Re: Attempts at analysis.....pretty good!

Date: 2004-06-24 12:12 am (UTC)
From: [identity profile] farla.livejournal.com
I'm glad to here you think I pulled it off well, thanks! It's good to hear you think I got the diction right too, that's always tricky. Your analysis is quite accurate. She's supposed to be childlike but not a human child.

One of the interesting things about humans is that we're group animals. How many times have you winced when you saw something happen to someone else? But Ice seems to lack this. To her, the fact the rattata is dying doesn't produce empathy where she sees herself in its place, she's just interested in what's happening.. Although...empathy's supposed to kick in for things like you. So you might say humans are flawed when nonhumans trigger the same impulse. Who knows?

Re: Attempts at analysis.....pretty interesting

Date: 2004-06-24 12:59 pm (UTC)
From: (Anonymous)
Some would say that our ability to feel empathy with others is one of the reasons why we are superior- its definetly something that has changed since we first walked on the Earth.

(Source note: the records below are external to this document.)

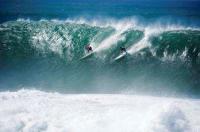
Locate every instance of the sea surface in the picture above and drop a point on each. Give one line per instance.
(154, 87)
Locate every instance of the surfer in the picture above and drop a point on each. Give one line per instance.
(89, 48)
(123, 49)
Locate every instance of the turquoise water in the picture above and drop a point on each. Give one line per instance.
(41, 44)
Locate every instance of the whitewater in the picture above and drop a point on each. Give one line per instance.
(34, 110)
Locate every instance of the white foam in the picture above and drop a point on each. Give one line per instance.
(31, 110)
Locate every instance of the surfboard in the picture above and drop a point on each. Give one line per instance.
(120, 56)
(87, 56)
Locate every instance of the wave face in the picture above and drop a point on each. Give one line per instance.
(47, 54)
(90, 112)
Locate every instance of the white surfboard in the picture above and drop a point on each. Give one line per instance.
(87, 55)
(120, 56)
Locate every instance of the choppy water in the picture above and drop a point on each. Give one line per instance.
(47, 53)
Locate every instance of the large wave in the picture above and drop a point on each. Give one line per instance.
(162, 55)
(67, 39)
(32, 110)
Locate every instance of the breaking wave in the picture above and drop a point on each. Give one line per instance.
(165, 56)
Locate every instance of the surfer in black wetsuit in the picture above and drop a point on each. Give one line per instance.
(89, 48)
(123, 49)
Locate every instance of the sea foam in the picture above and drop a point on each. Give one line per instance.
(32, 110)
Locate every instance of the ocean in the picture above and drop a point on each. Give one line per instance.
(154, 87)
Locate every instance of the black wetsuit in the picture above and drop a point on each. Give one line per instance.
(123, 49)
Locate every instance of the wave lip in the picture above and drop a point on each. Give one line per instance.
(67, 39)
(31, 110)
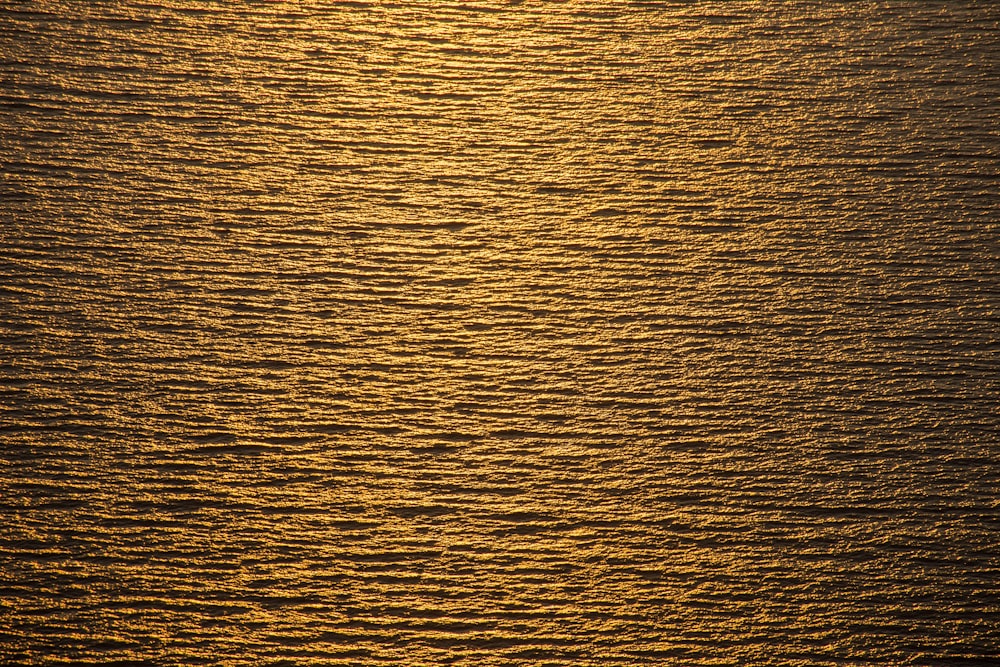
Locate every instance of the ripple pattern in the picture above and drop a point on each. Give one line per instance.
(499, 333)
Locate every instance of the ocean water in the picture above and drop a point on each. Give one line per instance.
(500, 333)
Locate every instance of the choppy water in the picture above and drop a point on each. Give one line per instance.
(500, 333)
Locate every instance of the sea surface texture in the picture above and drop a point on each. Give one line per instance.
(500, 333)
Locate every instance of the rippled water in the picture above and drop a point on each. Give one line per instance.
(500, 333)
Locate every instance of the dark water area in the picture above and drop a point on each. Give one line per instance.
(606, 333)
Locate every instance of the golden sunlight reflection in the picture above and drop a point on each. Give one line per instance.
(498, 333)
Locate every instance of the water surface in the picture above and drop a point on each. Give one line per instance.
(499, 333)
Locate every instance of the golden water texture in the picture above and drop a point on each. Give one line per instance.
(500, 333)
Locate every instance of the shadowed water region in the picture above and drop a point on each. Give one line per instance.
(605, 333)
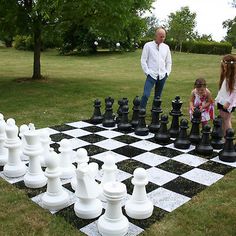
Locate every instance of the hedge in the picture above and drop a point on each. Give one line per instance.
(201, 47)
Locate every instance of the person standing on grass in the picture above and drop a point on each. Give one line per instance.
(226, 97)
(156, 63)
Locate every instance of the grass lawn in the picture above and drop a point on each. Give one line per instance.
(67, 95)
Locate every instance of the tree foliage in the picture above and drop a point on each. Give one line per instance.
(181, 25)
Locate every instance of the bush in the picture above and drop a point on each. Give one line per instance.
(23, 42)
(201, 47)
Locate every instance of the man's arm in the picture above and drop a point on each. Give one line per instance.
(168, 62)
(144, 58)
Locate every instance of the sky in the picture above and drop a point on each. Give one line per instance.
(210, 14)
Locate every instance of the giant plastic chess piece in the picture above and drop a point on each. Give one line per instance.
(182, 141)
(194, 135)
(97, 115)
(113, 222)
(14, 166)
(124, 124)
(175, 113)
(23, 129)
(217, 141)
(67, 168)
(55, 197)
(136, 104)
(156, 110)
(87, 205)
(108, 120)
(163, 136)
(45, 142)
(3, 150)
(139, 206)
(34, 177)
(204, 147)
(109, 169)
(228, 154)
(142, 129)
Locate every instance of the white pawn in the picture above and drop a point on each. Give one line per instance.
(55, 197)
(45, 142)
(109, 169)
(14, 166)
(81, 157)
(34, 178)
(113, 222)
(87, 205)
(139, 206)
(23, 129)
(3, 150)
(67, 168)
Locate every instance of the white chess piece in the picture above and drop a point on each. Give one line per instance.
(14, 166)
(139, 206)
(55, 197)
(113, 222)
(23, 129)
(45, 142)
(109, 169)
(67, 168)
(87, 205)
(3, 150)
(34, 178)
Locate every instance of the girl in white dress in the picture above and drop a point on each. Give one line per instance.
(226, 97)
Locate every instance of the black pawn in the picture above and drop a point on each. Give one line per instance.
(228, 154)
(194, 135)
(163, 136)
(156, 110)
(108, 120)
(142, 129)
(124, 124)
(97, 116)
(217, 141)
(175, 113)
(136, 103)
(204, 147)
(183, 142)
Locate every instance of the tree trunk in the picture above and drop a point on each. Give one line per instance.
(37, 51)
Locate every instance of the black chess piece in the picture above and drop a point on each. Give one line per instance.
(182, 141)
(163, 136)
(136, 104)
(194, 135)
(156, 110)
(204, 147)
(124, 124)
(108, 119)
(175, 113)
(217, 141)
(97, 116)
(142, 129)
(228, 154)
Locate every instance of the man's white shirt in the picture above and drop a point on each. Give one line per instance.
(156, 60)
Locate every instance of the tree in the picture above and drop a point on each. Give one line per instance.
(181, 25)
(230, 25)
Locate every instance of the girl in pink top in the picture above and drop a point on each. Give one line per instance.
(226, 97)
(201, 98)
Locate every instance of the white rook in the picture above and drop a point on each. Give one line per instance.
(34, 178)
(139, 206)
(14, 166)
(113, 222)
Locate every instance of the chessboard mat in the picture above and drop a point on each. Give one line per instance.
(175, 176)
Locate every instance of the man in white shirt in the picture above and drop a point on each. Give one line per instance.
(156, 63)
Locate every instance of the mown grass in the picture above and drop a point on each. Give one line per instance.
(67, 95)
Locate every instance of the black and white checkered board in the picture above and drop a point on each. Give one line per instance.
(175, 176)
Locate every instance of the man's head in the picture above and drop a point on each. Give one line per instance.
(160, 35)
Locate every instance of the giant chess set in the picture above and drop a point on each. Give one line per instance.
(113, 176)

But strangely enough its something that some people are trying to regress- all the emphisis now on efficency rather than care, though battery hens and the like.

Its quite a unique concept, that Ice doesn't feel empathy for the pain of others and could make for interesting reading. Mostly when people try and do it, they suggest the character is just "evil" and doesn't care which makes them hard to emphasise with as no one is truly evil.
Is Ice a pure human or a hybreed or is this a mystery which will come out in the story?

Re: Attempts at analysis.....pretty interesting

Date: 2004-06-26 07:59 pm (UTC)
From: [identity profile] farla.livejournal.com
Empathy is something that really interests me. It really comes down to a system of 'things like me/things not like me'. 'Like me' can be your family, your community, your nation, your species, or even several species. It all depends where you draw the line. Almost all complex life has 'like me' rules, even some plants. You empathize with things like yourself, you help them, and you care about them. In early societies, the first laws usually show this. To be a kinslayer is often the highest offense that can be committed, while killing other things is something you're praised for. There's a biblical story about a woman who invites a man into her home and offers her hospitality. And when he goes to sleep she drives a tent stake through his head. Although this is the murder of a man who was a guest, god praises her and says everyone should be like her. The guest was a foreign man, so the 'like me' rules said that laws didn't apply. Humans have a strange tendency to keep increasing the things 'like me' applies to as time goes on.

Of course, there are some things that don't have these rules. Anything that doesn't live with others of its kind or take care of its young can lack them. And 'like me' rules tend to occur later in life as well.

It's hard to say if Ice lacks any form of empathy, or if it's that those around her are not things like her, or if it's just age. It could be a combination of things. But, following human rules, if humans aren't things like her, it's no more wrong for her to kill us than it is for us to kill her.

Whether or not Ice is a human in any way is a bit of a question. She's certainly not a pure human, as she lacks reflexive, instinctive behavior all humans have and has some physical differences, although exactly what she is (or even was) isn't clear. Her genetic lineage is entirely unknown. There are a lot of possibilities. She makes some effort to figure it out herself in the story.